# how to get PR of Australia from india



## juturisatish

Hello,
Can any one know how to get PR of Australia from INDIA. I am an civil Engineer having 5 years of experience. and is there any better opportunities for Civil engineers. please tell me.


----------



## jsa

juturisatish said:


> Hello,
> Can any one know how to get PR of Australia from INDIA. I am an civil Engineer having 5 years of experience. and is there any better opportunities for Civil engineers. please tell me.


There are many different ways to get Australian PR such as point based entry, employer sponsored , relative sponsored or indirect through work visa. For wide rage of information refer to DIAC website.


----------



## juturisatish

Thanks alot and what is meant be point based entry and indirect through work visa........


----------



## jsa

juturisatish said:


> Thanks alot and what is meant be point based entry and indirect through work visa........

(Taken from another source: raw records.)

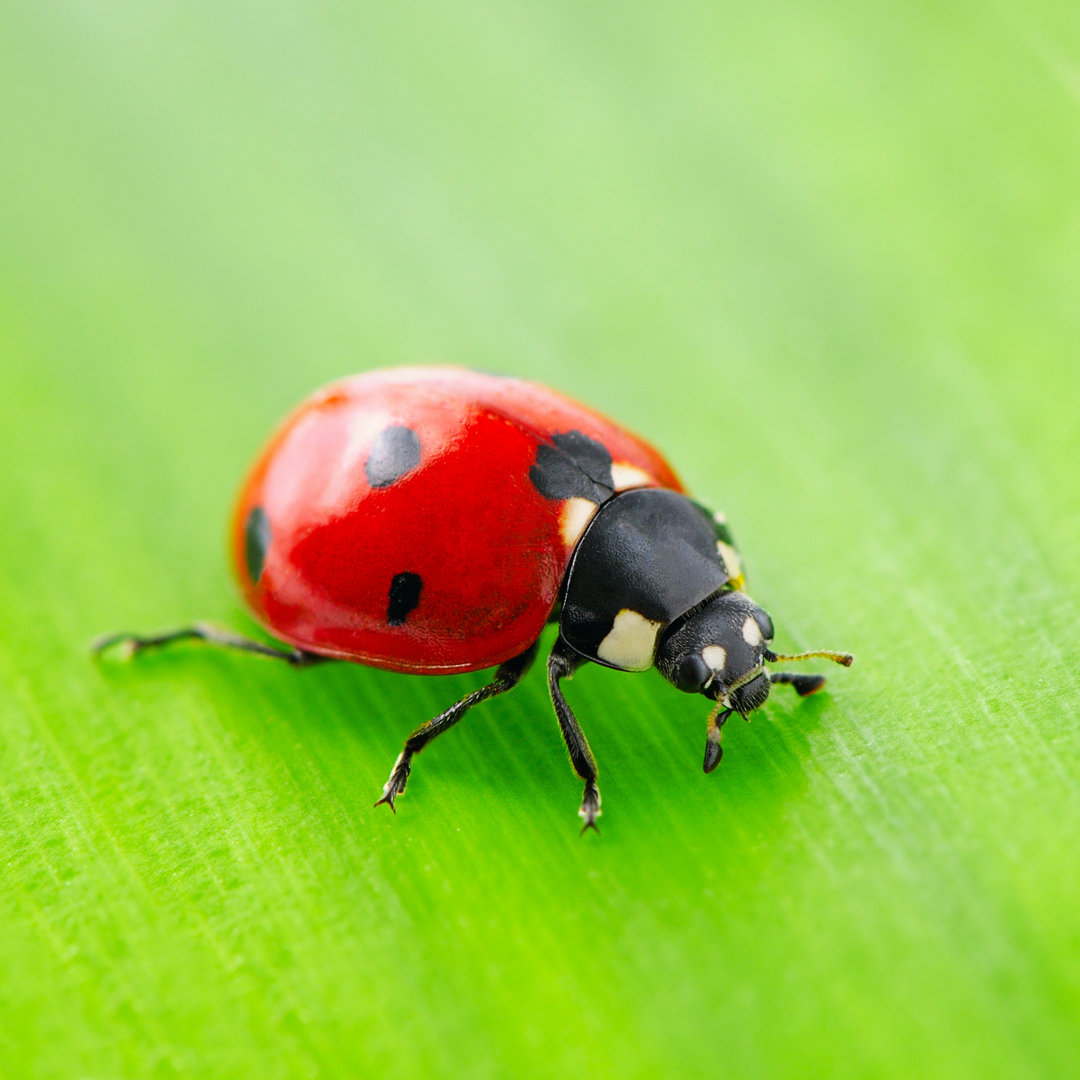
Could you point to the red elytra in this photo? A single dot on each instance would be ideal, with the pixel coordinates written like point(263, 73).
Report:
point(467, 521)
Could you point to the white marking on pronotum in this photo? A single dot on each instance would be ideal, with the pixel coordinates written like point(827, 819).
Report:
point(631, 643)
point(624, 475)
point(715, 656)
point(575, 515)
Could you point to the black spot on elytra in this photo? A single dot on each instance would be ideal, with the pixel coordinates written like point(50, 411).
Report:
point(395, 451)
point(256, 541)
point(576, 467)
point(404, 596)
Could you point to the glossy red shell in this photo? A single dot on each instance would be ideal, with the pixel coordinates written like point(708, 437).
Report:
point(488, 548)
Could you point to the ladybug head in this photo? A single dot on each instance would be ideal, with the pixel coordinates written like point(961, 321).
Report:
point(719, 650)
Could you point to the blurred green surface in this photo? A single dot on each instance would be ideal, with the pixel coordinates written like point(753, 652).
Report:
point(827, 256)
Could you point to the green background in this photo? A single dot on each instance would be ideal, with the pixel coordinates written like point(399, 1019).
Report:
point(827, 256)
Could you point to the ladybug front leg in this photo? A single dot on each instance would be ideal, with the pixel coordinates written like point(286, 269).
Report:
point(507, 677)
point(563, 663)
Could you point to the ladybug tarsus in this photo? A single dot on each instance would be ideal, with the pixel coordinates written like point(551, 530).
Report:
point(563, 663)
point(507, 677)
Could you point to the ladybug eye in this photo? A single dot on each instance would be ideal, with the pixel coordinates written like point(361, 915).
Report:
point(691, 672)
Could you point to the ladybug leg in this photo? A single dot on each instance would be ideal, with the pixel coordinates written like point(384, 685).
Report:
point(805, 685)
point(563, 663)
point(202, 632)
point(507, 676)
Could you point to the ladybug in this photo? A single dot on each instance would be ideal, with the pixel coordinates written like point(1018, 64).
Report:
point(434, 520)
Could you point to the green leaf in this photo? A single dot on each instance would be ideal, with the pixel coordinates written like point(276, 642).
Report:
point(826, 258)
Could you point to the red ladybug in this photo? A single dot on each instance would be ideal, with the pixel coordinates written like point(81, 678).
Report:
point(434, 520)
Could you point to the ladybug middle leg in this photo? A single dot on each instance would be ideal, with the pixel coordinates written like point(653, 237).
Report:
point(563, 663)
point(507, 676)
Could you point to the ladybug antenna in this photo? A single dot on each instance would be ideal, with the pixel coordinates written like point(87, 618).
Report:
point(838, 658)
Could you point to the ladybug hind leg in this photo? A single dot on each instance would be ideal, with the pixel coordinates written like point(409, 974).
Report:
point(212, 635)
point(507, 676)
point(563, 663)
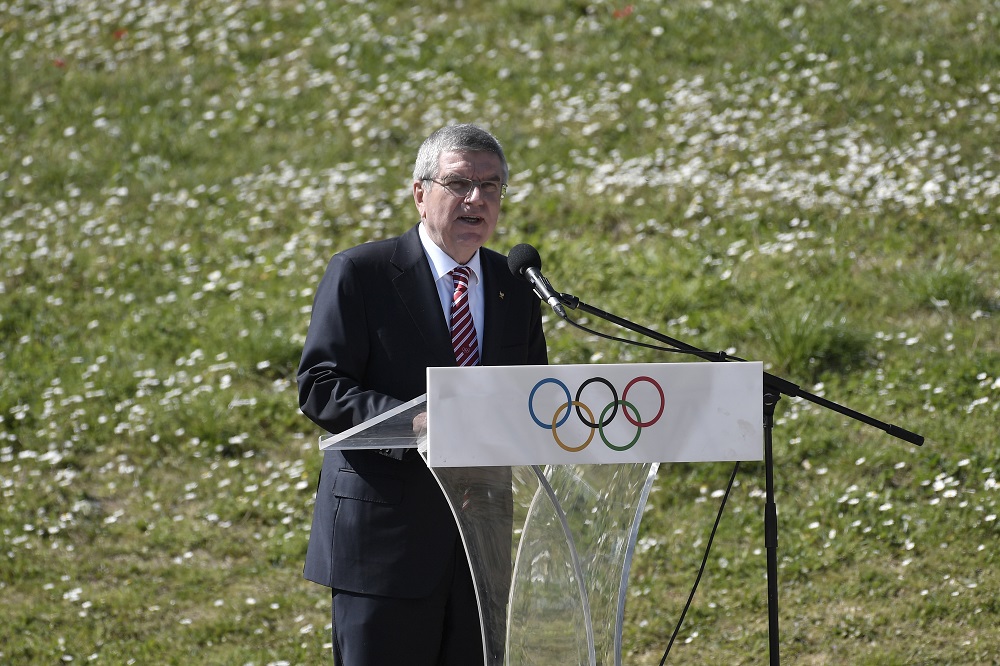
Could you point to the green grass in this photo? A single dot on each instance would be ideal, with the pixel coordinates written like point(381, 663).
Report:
point(809, 184)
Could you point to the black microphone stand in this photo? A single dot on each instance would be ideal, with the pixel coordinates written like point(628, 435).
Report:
point(774, 388)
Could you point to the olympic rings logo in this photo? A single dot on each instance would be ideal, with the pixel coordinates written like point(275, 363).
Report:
point(608, 414)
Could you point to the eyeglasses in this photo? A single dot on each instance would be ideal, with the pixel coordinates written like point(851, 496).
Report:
point(462, 187)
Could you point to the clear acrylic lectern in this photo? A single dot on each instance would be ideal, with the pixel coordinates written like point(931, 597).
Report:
point(550, 547)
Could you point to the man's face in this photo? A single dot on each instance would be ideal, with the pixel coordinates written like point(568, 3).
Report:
point(460, 225)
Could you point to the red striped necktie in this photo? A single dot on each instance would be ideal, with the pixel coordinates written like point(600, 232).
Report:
point(463, 330)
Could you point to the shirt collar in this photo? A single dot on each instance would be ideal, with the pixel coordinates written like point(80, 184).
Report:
point(441, 263)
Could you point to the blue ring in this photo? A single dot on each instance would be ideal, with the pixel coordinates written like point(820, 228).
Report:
point(531, 399)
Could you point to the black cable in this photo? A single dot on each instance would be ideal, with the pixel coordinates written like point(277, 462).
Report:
point(704, 563)
point(729, 486)
point(636, 343)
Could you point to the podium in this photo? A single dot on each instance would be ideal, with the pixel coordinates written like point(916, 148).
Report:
point(548, 469)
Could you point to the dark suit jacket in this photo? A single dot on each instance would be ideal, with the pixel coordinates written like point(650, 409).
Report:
point(381, 525)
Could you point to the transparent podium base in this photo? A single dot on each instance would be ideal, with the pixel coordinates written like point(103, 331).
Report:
point(550, 547)
point(551, 550)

To apply under point based entry you must have your occupation in current SOL and first you need to get skill assessment from relevant skill accessment body. Besides, you have to qualify minimum of 65 points and have to registrar EOI (expression of interest). or choose the another way finding employer who is willing to sponsor you under direct entry (ENS or RSMS) scheme or under indirect entry (457 visa; valid for 4 years, we can call it Business long stay temporary visa or in simple words "work permit") which allow you to apply for PR after 2 years work with same employer.
Good luck!!!


----------